Personally, I look back on the golden age of computers as the time when people were building the first personal computers in their garage. There is a certain whimsy of that time fueled with a mix of hard work and passion for building something crazy with a very small team. In today’s age, at large companies, most engineers take jobs where they work on one teeny aspect of a machine or website or app. Sometimes they are not even aware of the larger goal or vision but just their own little world.

Back in the garage computer building era (or so I will call it), a very small group of people aligned on a mission could create something bigger than themselves and have immense impact. This is more aligned with how startups work, in my opinion, in that small groups of people with the same end goal build something together.

Soul and Passion

This break I read The Soul of a New Machine, thanks @bcantrill for the recommendation. (He also wrote an amazing blog post on it.) In the book, a small team built an entire machine.

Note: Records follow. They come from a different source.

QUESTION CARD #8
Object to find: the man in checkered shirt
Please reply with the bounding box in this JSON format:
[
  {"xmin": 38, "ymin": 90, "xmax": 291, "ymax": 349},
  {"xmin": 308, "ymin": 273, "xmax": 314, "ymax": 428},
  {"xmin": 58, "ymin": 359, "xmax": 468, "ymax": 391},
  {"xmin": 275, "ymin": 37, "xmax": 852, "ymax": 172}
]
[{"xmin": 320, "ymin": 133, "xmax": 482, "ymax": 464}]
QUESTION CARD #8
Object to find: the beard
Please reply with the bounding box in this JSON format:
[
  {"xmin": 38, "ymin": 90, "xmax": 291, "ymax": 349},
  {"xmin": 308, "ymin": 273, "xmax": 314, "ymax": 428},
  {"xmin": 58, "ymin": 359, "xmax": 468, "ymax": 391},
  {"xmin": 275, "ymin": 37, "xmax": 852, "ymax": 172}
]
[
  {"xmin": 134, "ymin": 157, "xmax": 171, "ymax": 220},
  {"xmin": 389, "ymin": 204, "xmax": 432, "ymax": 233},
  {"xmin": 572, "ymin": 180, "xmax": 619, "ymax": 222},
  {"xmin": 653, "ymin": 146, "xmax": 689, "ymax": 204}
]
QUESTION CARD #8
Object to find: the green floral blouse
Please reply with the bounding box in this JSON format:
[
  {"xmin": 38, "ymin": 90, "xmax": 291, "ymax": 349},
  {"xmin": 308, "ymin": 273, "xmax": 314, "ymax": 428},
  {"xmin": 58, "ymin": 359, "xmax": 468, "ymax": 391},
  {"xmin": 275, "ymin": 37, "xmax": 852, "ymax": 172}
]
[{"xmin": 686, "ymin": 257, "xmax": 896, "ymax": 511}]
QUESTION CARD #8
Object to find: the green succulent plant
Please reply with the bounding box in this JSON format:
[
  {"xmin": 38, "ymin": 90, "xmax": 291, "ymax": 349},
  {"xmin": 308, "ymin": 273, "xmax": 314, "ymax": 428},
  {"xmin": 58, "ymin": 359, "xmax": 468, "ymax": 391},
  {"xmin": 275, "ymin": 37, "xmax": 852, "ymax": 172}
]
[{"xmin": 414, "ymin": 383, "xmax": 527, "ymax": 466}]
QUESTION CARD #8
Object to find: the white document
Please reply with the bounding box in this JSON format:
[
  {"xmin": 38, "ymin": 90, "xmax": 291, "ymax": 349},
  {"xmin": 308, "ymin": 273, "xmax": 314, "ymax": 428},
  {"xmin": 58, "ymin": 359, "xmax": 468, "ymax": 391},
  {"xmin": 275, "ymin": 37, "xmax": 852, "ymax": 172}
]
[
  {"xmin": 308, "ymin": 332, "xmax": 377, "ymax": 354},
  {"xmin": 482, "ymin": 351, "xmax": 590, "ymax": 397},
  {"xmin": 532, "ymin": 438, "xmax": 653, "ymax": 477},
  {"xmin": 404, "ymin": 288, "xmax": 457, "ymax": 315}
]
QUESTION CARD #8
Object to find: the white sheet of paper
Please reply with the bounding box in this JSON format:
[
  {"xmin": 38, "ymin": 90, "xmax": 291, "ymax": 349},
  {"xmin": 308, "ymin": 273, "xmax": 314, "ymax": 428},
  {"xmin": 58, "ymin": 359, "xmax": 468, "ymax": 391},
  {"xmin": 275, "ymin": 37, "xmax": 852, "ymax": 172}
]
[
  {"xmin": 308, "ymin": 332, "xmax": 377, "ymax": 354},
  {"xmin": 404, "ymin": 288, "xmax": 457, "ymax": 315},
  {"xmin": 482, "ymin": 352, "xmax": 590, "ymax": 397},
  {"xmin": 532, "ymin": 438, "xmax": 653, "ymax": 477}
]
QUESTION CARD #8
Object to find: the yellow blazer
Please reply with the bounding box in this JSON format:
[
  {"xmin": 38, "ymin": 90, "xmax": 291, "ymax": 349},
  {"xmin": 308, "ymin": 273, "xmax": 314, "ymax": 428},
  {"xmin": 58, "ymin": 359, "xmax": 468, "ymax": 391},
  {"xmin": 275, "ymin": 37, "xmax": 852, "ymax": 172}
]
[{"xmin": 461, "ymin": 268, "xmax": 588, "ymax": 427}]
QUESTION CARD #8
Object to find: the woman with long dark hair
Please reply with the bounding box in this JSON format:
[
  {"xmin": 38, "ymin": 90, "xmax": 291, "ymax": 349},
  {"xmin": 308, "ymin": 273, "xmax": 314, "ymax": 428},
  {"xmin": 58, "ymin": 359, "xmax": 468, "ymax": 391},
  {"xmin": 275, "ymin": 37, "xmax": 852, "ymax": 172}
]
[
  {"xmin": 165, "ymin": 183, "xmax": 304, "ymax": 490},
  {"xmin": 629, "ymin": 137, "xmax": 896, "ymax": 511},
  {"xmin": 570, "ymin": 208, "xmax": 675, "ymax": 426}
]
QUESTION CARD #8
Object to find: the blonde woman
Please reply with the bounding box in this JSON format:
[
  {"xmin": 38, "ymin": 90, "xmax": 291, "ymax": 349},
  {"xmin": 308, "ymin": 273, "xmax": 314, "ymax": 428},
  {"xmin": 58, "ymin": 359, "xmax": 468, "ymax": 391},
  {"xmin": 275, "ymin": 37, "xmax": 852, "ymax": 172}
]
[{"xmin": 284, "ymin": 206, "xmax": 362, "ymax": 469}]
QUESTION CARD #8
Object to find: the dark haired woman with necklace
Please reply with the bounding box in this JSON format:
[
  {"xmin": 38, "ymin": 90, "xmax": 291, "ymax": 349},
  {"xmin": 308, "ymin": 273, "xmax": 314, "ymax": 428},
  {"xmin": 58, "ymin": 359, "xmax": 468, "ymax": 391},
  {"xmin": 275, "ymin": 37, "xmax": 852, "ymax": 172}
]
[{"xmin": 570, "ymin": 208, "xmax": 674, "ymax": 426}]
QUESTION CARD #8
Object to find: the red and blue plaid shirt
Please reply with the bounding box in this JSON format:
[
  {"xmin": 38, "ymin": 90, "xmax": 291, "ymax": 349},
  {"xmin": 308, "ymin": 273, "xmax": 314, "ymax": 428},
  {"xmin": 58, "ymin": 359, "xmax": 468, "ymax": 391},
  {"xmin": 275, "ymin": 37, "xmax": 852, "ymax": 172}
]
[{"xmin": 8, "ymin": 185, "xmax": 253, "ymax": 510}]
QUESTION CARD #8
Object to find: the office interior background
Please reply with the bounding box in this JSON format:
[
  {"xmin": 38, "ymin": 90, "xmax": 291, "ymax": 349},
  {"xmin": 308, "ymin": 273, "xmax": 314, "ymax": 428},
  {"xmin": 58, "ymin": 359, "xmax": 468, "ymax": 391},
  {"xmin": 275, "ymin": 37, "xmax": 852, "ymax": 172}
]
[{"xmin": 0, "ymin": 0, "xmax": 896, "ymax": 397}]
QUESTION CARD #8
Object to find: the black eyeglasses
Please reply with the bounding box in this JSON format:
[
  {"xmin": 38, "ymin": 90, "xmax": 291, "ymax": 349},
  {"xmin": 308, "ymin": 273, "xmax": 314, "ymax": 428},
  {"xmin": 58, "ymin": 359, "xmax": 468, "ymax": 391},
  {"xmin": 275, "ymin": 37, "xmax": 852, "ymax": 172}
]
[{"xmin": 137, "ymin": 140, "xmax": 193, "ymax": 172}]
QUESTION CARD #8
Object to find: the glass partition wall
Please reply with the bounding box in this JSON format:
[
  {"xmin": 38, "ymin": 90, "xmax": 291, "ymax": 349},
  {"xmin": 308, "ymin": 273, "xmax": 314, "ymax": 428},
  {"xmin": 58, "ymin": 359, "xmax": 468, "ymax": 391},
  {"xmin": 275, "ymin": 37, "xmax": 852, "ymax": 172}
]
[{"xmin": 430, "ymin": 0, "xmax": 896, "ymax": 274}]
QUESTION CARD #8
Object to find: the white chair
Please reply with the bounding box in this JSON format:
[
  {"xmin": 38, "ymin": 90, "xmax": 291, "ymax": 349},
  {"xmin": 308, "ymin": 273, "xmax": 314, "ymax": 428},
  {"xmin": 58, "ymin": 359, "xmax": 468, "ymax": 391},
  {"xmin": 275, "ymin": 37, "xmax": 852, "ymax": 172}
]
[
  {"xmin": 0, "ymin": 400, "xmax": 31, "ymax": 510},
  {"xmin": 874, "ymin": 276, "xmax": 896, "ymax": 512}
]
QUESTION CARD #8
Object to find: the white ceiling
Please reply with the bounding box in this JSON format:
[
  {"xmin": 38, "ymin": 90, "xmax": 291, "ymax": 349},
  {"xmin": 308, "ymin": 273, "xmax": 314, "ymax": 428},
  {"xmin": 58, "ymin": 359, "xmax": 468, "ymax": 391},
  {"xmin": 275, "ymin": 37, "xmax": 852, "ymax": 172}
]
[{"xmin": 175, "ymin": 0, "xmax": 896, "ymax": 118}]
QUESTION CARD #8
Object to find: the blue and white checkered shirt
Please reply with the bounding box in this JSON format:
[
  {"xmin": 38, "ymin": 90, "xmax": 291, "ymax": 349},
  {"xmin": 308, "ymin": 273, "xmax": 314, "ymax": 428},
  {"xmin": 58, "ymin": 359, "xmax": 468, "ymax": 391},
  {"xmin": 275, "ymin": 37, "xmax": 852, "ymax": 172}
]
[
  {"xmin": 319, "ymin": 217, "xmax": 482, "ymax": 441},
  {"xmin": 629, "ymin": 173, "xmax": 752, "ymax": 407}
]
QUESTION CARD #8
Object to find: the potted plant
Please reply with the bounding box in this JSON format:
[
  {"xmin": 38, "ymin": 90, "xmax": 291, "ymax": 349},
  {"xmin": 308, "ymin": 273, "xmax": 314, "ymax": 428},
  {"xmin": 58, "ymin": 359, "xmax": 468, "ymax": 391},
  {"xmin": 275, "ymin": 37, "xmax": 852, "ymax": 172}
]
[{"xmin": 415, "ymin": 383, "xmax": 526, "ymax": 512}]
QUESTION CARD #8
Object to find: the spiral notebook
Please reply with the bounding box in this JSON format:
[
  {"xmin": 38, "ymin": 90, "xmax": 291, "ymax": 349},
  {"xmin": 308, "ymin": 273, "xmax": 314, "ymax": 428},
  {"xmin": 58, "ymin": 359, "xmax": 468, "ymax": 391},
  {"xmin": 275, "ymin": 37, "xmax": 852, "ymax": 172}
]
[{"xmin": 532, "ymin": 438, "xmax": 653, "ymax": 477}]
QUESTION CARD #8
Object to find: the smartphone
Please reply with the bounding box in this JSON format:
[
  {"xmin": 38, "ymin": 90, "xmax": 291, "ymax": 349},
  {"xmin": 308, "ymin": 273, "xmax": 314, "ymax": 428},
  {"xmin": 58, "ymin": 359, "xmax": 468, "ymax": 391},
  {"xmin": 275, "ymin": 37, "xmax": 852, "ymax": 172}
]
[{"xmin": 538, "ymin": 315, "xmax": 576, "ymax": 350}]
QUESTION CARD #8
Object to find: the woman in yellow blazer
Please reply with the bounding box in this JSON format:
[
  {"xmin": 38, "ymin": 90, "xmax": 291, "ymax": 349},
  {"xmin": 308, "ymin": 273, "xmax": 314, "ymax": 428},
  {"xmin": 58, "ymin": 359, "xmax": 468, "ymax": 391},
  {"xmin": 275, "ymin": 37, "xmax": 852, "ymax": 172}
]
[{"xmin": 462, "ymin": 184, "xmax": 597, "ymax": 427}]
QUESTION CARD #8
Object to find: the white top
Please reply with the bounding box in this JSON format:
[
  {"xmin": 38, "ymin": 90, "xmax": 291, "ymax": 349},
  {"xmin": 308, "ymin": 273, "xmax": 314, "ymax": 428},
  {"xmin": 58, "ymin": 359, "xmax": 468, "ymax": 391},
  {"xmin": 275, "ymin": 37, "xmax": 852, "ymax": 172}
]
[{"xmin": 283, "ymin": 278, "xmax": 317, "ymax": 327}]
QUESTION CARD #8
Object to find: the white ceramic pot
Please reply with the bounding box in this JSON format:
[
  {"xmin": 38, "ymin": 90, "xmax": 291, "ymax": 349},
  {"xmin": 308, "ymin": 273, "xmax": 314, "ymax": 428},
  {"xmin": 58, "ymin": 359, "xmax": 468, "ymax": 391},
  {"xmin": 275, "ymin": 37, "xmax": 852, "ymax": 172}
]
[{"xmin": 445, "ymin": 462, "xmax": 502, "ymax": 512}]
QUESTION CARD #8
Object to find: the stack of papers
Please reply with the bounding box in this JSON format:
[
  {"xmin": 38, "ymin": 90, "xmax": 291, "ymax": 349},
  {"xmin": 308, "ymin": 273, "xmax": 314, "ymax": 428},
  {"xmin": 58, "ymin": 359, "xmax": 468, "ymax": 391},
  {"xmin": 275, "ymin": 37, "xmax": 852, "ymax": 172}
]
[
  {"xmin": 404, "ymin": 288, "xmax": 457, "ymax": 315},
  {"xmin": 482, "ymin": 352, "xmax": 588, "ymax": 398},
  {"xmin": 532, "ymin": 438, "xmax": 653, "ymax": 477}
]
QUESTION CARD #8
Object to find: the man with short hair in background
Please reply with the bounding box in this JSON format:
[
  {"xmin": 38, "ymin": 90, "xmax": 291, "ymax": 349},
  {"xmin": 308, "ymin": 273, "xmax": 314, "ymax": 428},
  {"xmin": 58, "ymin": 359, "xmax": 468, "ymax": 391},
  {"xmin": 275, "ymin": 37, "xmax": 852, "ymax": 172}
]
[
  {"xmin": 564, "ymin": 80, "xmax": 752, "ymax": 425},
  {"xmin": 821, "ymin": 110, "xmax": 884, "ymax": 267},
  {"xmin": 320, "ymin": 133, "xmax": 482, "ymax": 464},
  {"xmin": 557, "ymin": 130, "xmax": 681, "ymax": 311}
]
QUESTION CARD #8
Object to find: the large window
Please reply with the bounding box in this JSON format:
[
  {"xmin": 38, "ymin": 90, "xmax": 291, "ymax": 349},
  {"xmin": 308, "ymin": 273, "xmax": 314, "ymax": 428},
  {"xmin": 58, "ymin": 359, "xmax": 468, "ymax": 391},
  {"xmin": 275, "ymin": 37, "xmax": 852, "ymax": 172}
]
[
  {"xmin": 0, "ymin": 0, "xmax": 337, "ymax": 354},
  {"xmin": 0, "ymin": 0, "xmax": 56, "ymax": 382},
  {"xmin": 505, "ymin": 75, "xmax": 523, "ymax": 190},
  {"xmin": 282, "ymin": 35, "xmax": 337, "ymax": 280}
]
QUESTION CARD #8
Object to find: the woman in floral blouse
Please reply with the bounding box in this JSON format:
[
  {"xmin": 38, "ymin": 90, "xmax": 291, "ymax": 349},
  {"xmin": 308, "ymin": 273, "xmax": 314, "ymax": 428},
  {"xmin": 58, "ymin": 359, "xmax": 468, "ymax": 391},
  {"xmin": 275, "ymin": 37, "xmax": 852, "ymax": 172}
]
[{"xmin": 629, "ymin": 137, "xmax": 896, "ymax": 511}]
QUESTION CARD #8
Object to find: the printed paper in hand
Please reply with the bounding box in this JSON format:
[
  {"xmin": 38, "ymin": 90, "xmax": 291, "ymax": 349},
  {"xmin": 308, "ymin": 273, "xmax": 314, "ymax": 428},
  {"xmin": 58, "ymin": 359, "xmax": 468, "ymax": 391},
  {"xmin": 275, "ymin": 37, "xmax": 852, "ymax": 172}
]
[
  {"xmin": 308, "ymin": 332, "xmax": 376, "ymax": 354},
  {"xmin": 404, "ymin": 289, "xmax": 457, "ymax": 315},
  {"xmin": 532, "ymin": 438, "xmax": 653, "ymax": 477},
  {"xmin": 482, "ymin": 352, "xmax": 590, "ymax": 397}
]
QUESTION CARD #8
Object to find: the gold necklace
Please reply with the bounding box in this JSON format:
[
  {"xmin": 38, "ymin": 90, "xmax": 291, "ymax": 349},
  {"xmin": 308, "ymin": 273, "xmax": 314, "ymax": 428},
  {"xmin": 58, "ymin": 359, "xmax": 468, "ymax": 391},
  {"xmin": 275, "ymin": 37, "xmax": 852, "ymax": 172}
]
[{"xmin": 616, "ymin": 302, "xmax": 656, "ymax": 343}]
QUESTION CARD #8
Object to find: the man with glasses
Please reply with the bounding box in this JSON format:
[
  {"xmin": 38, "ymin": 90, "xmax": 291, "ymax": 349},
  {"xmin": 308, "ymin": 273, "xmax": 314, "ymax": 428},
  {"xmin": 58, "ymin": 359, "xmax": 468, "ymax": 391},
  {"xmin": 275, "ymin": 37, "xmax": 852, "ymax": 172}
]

The book really hit home for me on so many levels. The team wasn’t driven by power or greed, but by accomplishment and self-fulfillment. They put a part of themselves in the machine therefore producing a machine with a soul.

Not only did the team have a very strong bond, but it was built on trust. The team was made up of programmers with utmost expertise and experience and also with new programmers. I love this detail. One of the stories from the book is about how they thought about creating a simulator for the machine to iterate more quickly. Well West, the most senior, wrote it off as impossible in the given time, but one of the new programmers brought it to life and wrote it. It’s amazing what a person can do when they don’t know something is impossible and are empowered to take on a task.

I loved this book in the same way I love Halt and Catch Fire. It’s a TV show based in the same time about building computers and gaming software. It’s amazing if you haven’t seen it. Highly recommend. Thanks @dynamicwebpaige for introducing me to it. It showcases all the same passion and idealism for building as The Soul of a New Machine.

I also love thinking about that era in computing because my grandpa was a computer programmer. After attending college, my mom and dad stayed with him for a bit. My mom likes to tell this story about how he had made his computer talk. It was something he had been working on for a long time at his office, but he was also working on it at home. She came to his house after work one day and as she walked in the door the computer said “Hi Debbie” and his face lit up.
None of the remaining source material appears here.